SONUÇ : Yukarıda açıklanan nedenlerle hükmün davalı yararına BOZULMASINA, vekili Yargıtay duruşmasında hazır bulunan davalı yararına takdir edilen 1.350.00.-TL. duruşma vekalet ücretinin davacıdan alınarak davalıya ödenmesine, peşin harcın istek halinde iadesine, 08/03/2016 gününde oyçokluğuyla karar verildi.
KARŞI OY YAZISI
Usul ve yasaya uygun yerel mahkeme kararının onanması gerektiği görüşünde olduğumuzdan saygı değer çoğunluğun bozma şeklinde gerçekleşen kararına karşıyım. 08.03.2016
KARŞI OY YAZISI
...... Asliye Hukuk Mahkemesi tarafından verilen kararda Yargıtay"ın yerleşik içtihatlarına göre atılan her iki imzanın şirket kaşesi üzerinde olduğundan davacı şirket yetkilisinin aval olmadığından menfi tespit isteminin kabulüne karar verilmiştir.
Davadaki uyuşmazlık takibe konu senetteki keşideci kaşesi üzerine atılan ikinci imzanın davacıyı aval yapıp yapmayacağıdır.
TTK 613/2-3-7, 688/7 madde (6102 sayılı T.T.K 701/1-2-3-4, 776 madde) hükümleri, gereğince senet üzerine atılan ikinci imza aval olmakla birlikte keşideci tüzel kişi olduğunda kaşe ve üzerine atılan imza keşideciye ait olup ikinci imza yine aynı kişi tarafından şirket kaşesi üzerine atılan ikinci imza aval hükmünde değildir.

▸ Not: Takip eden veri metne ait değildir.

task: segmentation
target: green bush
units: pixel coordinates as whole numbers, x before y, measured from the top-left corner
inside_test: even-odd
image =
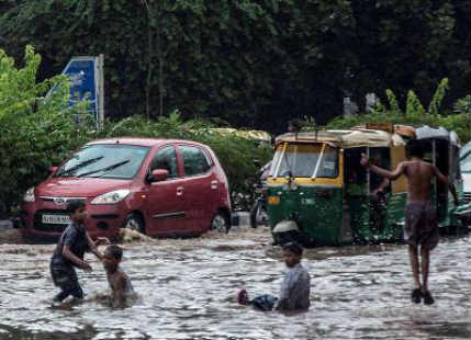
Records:
[[[372,113],[336,117],[327,124],[327,128],[350,128],[368,122],[390,122],[414,126],[428,125],[430,127],[442,126],[448,131],[455,131],[460,140],[466,143],[470,140],[471,95],[459,100],[455,104],[452,113],[439,113],[447,89],[448,79],[445,78],[438,84],[434,98],[428,105],[428,111],[425,111],[424,105],[412,90],[407,93],[405,111],[402,111],[394,93],[388,90],[388,106],[379,103]]]

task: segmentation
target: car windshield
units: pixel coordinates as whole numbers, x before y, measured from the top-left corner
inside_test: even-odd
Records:
[[[328,145],[280,145],[273,157],[271,177],[336,178],[338,151]]]
[[[149,148],[103,144],[85,146],[65,162],[55,177],[132,179]]]
[[[471,154],[468,154],[463,159],[460,160],[461,172],[471,172]]]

Yargıtay Hukuk Genel Kurulu"nun 05.10.2011 tarihli 2011/12-480 Esas 2011/598 Karar nolu ilamı emsal niteliktedir.
Dava konusu bonoda şirket kaşesi üzerine şirketi temsile tek yetkili olan ... tarafından iki imza atılmakla ve ikinci imzada şirket kaşesi üzerinde bulunduğundan aval hükmünde olmadığından mahkemeniz menfi tespit isteminin kabulüne ilişkin kararının onanması düşüncesindeyim.